We found the conservation of fundamental principles from liquid condensate biology in the nano-organization of the synapse, demonstrating how a multitude of protein interactions work in synchrony to compartmentalize the synapse into distinct signaling zones
We also found that the organization of the presynaptic milieu, including both synaptic vesicle pools and active zone scaffolding complexes, is fluid in nature, and dynamic liquid condensates are essential for efficient and precise neurotransmission.
Finally, we learned that LLPS is necessary within the nanodomain of the synapse and that the disruption of this nano-organization largely spares spontaneous neurotransmission, revealing the specificity of LLPS in directing evoked release.
What are spontaneous and evoked neurotransmission?
Action potential–dependent or evoked neurotransmission is the mode of neurotransmitter release people are more familiar with, in which an electrical signal triggers the release of neurotransmitters at a synapse, which in turn triggers a new electrical signal in the proceeding neuron, and so on. However, neurotransmitter release can also occur spontaneously, in an action potential–independent manner that is fundamental in homeostatic plasticity and development. Spontaneous neurotransmission is also a substrate for psychiatric disease intervention.
What was unique about your approach to the research?
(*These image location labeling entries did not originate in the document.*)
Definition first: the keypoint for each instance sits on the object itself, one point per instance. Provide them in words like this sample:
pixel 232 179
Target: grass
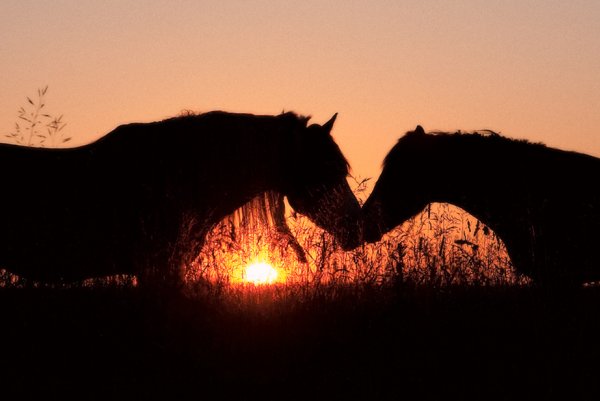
pixel 434 311
pixel 462 343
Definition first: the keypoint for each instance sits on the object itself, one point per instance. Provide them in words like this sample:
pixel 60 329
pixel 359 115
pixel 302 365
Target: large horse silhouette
pixel 142 198
pixel 544 203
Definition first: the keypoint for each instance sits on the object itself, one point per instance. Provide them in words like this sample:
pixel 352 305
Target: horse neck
pixel 480 183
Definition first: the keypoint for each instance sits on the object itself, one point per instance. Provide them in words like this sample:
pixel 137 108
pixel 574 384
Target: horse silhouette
pixel 544 203
pixel 142 198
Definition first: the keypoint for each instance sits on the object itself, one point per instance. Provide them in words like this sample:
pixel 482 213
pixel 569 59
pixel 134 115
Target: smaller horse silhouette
pixel 544 203
pixel 141 199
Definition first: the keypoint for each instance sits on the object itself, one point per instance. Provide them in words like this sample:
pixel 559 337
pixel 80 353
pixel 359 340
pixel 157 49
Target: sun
pixel 260 273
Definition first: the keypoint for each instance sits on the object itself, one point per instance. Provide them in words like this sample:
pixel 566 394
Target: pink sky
pixel 529 69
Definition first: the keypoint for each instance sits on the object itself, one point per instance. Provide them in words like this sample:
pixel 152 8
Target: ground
pixel 372 344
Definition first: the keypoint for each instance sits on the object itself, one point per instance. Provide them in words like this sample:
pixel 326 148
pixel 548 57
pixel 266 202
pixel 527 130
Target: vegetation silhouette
pixel 141 199
pixel 537 199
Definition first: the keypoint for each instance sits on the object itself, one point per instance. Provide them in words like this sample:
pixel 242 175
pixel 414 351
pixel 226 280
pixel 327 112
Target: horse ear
pixel 329 124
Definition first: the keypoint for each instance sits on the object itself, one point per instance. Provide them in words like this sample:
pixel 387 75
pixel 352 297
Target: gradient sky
pixel 528 69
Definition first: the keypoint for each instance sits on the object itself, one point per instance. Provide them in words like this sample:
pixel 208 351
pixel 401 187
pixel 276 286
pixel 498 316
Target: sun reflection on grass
pixel 260 273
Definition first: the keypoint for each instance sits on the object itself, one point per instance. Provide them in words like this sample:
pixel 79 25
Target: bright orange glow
pixel 260 273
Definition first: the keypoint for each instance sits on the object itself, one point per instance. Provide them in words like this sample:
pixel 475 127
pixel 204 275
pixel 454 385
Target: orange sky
pixel 529 69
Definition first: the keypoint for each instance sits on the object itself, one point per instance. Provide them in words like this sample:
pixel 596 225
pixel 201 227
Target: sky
pixel 526 69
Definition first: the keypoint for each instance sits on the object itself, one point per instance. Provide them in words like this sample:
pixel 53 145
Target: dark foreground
pixel 460 343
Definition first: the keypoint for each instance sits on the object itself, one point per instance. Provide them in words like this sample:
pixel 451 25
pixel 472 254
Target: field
pixel 347 343
pixel 435 311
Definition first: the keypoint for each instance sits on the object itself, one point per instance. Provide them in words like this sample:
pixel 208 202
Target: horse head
pixel 316 184
pixel 391 204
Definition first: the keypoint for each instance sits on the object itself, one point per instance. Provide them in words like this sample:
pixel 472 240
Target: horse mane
pixel 483 136
pixel 285 116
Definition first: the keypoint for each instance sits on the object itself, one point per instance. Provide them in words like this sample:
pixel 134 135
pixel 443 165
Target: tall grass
pixel 443 246
pixel 440 247
pixel 36 127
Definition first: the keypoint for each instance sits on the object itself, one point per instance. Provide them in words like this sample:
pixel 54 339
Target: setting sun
pixel 260 273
One aspect that makes our research unique was that our manipulation of LLPS complexes was independent of targeted structured protein domain interactions, protein trafficking, and genetic perturbations, which helped establish the nanospecificity and physiological relevance of LLPS at the synapse.
Our work also investigated LLPS through a different lens than other LLPS studies, as we used electrophysiology to understand—in real time—how the disruption of LLPS effects neurotransmission, revealing a high degree of specifically in how exactly LLPS works.
What are the long-term benefits of this research?
Further demarcation of the functional specificity of LLPS complexes will be instrumental in understanding the nano-environment of the synapse, which is essential to uncovering mechanisms underlying neurological diseases and their treatment.
Where is this research taking you next?
Our work is bridging the gap between liquid condensates identified in vitro and the functional implication of LLPS at the synapse. We hope other researchers build on our work by continuing to investigate synaptic physiology at the intersection of structure and function.
Go deeper
The paper “Functional specificity of liquid-liquid phase separation at the synapse” was published in Nature Communications in November 2024.
Funding
This research used funds from the National Institute of Mental Health.